The fundamental assumption of Maclaurin’s and Adams’ approach is that each product term in the likelihood (expressed as a product) can be bounded by a cheaper lower bound. This lower bound is used to create a Bernoulli auxiliary variable with probability equal to the ratio of the lower bound to the likelihood term, auxiliary variable that helps to reduce the number of evaluations of the original likelihood terms. Obviously, there is a gain only if (a) the lower bound is close or tight enough and (b) simulating the auxiliary variables is cheap enough.
About (a), the paper gives the tight example of a logistic, with a case of a 98% tightness. How generic is that and how those bounds can be derived in a cheap or automated manner? If one needs to run a variational Bayes approximation first, the gain in efficiency is unlikely to hold. About (b), I do not fully get it: if generating zn requires the evaluation of the original likelihood we loose the entire appeal of the method. Admittedly, I can see the point in changing a very small portion α of the zn‘s between moves on the parameter θ, since the number of likelihood evaluations is the same portion α of the total number of terms N. But decreasing the portion α is also reducing the mixing efficiency of the algorithm. In the efficient ways of updating the auxiliary brightness variables (ways proposed in the paper), I get the idea of making a proposal first before eventually computing the true probability of a Bernoulli. A proposal making use of the previous value of the probability (i.e. for the previous value of the parameter θ) could also reduce the number of evaluations of likelihood terms. However, using a “cached” version of the likelihood is only relevant within the same simulation step since a change in θ requires recomputing the likelihood.
“In each experiment we compared FlyMC, with two choices of bound selection, to regular full-posterior MCMC. We looked at the average number of likelihoods queried at each iteration and the number of effective samples generated per iteration, accounting for autocorrelation.”

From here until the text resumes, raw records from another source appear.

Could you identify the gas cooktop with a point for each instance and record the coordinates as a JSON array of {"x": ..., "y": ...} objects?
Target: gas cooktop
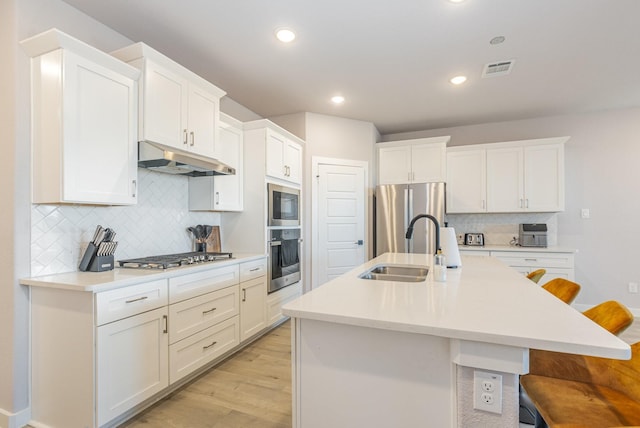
[{"x": 173, "y": 260}]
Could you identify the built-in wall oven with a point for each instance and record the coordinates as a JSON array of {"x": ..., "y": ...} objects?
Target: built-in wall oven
[
  {"x": 284, "y": 206},
  {"x": 284, "y": 258}
]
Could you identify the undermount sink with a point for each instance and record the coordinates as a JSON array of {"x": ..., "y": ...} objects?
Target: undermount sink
[{"x": 399, "y": 273}]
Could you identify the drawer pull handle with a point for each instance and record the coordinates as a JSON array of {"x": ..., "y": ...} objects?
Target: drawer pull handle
[
  {"x": 137, "y": 300},
  {"x": 204, "y": 348}
]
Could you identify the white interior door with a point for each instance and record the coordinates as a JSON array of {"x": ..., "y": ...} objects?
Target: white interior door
[{"x": 341, "y": 221}]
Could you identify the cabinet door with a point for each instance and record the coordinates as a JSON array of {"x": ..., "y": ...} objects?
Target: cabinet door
[
  {"x": 394, "y": 165},
  {"x": 544, "y": 177},
  {"x": 505, "y": 186},
  {"x": 165, "y": 97},
  {"x": 293, "y": 162},
  {"x": 428, "y": 163},
  {"x": 275, "y": 155},
  {"x": 202, "y": 121},
  {"x": 466, "y": 181},
  {"x": 253, "y": 307},
  {"x": 132, "y": 362},
  {"x": 100, "y": 148}
]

This comparison does not seem adequate to me: by construction, the algorithm in the paper reduces the number of likelihood evaluations, so this is not a proper comparative instrument. The effective sample size is a transform of the correlation, not an indicator of convergence. For instance, if the zn‘s were hardly to change between iterations, thus the overall sampler was definitely far from converging, we would get θ’s simulated from almost the same distribution, hence being uncorrelated. In other words, if the joint chain in (θ,zn) does not converge, it is harder to establish that the subchain in θ converges at all. Indeed, in this logistic example where the computation of the likelihood is not a massive constraint, I am surprised there is any possibility of a huge gain in using the method, unless the lower bound is essentially the likelihood, which is actually the case for logistic regression models. Another point made by Dan Simpson is that the whole dataset needs to remain on-hold, full-time, which may be a challenge to the computer memory. And stops short of providing really Big Data solutions.